1. Laure et Aurélie 11 FIN


    datte: 06/02/2019, Catégories: Entre-nous, Hétéro, Auteur: Accent,

    Je lape, je serre entre mes lèvres, je lèche encore, je me goinfre, me soûle d’odeurs et de liquide, déniche tout en haut de la fente le capuchon sous lequel son timide clitoris cache sa surprise. Tout le corps frémit sous la prudente caresse de la langue. Les jambes se détendent - Mon amour vient m’embrasser. Du sexe entrouvert, je remonte à la bouche. Aurélie m’appelle. J’y vais, je rampe sur son corps. Elle me repousse sur le dos, se penche sur ma bouche et vient y goûter la saveur de sa propre intimité, force le passage de mes dents pendant qu’elle me recouvre de la tendre chaleur de son corps en émoi. Elle fouille mes yeux, me montre le bonheur qui illumine les siens. - A moi, tu permets, mon amour. Comme elle, je suis sensible à son baiser derrière l’oreille ou au mordillement du lobe. Sous ses lèvres et sous sa langue, dans ses mains aux doigts fins et sous le glissement de sa peau douce sur la mienne, monte la tension de mes nerfs. Entre son pouce et son index mon membre enfle, prend de l’importance. Le spectacle l’amuse et attire sa bouche. Un premier baiser me secoue des pieds à la tête. Un second, plus appuyé me bouleverse. - J’aime, c’est beau. Elle est gentille, demande si elle peut encore. Elle s’enflamme, ouvre les lèvres les fait coulisser et découvre le retrait du prépuce, la rougeur du gland. Je deviens sucette léchée, prise en bouche, glace, au parfum nouveau, soumise à la succion, mais je ne fonds pas, je gonfle, la chaleur humide de cette bouche en ...

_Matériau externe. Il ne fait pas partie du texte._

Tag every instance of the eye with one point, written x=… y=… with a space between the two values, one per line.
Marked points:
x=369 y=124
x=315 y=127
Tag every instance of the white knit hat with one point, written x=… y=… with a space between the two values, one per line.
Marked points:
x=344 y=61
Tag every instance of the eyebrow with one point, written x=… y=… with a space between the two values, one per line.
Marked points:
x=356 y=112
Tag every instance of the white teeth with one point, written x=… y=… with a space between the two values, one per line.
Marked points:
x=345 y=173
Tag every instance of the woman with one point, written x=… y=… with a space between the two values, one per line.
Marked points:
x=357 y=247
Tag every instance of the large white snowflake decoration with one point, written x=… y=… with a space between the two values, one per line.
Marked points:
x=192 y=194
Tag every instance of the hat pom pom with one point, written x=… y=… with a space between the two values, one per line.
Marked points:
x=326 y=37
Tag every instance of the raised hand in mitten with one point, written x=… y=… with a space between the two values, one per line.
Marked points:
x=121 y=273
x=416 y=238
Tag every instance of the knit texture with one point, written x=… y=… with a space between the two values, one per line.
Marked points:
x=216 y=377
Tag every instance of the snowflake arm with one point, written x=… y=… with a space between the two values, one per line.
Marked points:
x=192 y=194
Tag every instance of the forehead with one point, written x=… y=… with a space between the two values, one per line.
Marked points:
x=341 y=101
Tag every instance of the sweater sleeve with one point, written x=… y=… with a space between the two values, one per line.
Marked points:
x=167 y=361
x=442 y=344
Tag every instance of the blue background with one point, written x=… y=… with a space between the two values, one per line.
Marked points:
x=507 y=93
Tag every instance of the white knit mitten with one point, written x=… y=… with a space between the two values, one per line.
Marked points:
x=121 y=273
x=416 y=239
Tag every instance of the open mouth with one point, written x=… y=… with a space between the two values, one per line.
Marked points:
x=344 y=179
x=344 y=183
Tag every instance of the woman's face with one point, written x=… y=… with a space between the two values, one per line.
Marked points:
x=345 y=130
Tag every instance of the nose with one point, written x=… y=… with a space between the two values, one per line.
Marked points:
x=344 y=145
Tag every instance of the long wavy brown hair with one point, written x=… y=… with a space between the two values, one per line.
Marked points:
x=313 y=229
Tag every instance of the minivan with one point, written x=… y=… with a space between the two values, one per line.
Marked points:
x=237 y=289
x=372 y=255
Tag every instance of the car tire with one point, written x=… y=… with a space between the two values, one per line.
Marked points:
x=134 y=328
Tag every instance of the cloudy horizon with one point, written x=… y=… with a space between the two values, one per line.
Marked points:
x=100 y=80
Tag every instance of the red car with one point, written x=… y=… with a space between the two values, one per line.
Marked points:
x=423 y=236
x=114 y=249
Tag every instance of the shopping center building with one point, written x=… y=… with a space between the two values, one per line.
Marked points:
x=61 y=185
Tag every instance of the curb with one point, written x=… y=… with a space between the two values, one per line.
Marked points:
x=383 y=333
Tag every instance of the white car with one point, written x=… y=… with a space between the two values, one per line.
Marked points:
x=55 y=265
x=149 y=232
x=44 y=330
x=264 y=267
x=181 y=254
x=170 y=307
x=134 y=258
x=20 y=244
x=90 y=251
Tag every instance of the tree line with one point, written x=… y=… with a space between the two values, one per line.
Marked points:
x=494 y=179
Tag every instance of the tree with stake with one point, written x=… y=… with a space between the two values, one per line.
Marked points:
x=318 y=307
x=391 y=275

    mouvement me raidit. Aurélie se gave et se réjouit de produire cet effet sur moi. - Tu es tout dur. Ton sexe est beau, impressionnant. Tu le mettras en moi. Il paraît que ça fait mal. Tu feras doucement? Elle revient s’allonger en traçant sur ma peau deux lignes parallèles avec la pointe de ses tétons durcis. -Chéri, maintenant, prends-moi. Elle s’est couchée sur le dos. Je vais m’agenouiller entre ses jambes relevées, je m’approche. D’une main j’ouvre l’accès, j’ écarte les lèvres, j’ avance mon membre raide vers la cible, je vise, je me pose sur l’obstacle de peau rose et humide, je presse tout doucement, une fois, une autre, un peu plus fort. Aurélie ne peut retenir un petit cri de douleur « Ah! » Je me retire, son cri me tire d’une sorte d’état second. Je me rends compte que je suis en train d’accomplir un acte que je me suis interdit. Je regarde et je vois l’hymen encore entier. Elle a eu mal, elle ne renonce pas, toutes les femmes passent par cette épreuve. Sa sœur a vanté l’avantage du sacrifice de l’hymen, le gain de la liberté de faire ensuite l’amour autant qu’on le désire sans qu’on puisse comptabiliser . Mais chez Aurélie il n’y a pas ce calcul. Elle veut par amour, sans ruse, accorder à l’homme qu’elle aime le privilège si prisé de la première union, lui donner l’honneur de lui appartenir du début à la fin de sa vie amoureuse. Pour elle le moment solennel est venu, elle dit sa détermination. - Ce n’est rien, ça fait un peu mal, mais viens, je suis prête. Je m’ouvre, ...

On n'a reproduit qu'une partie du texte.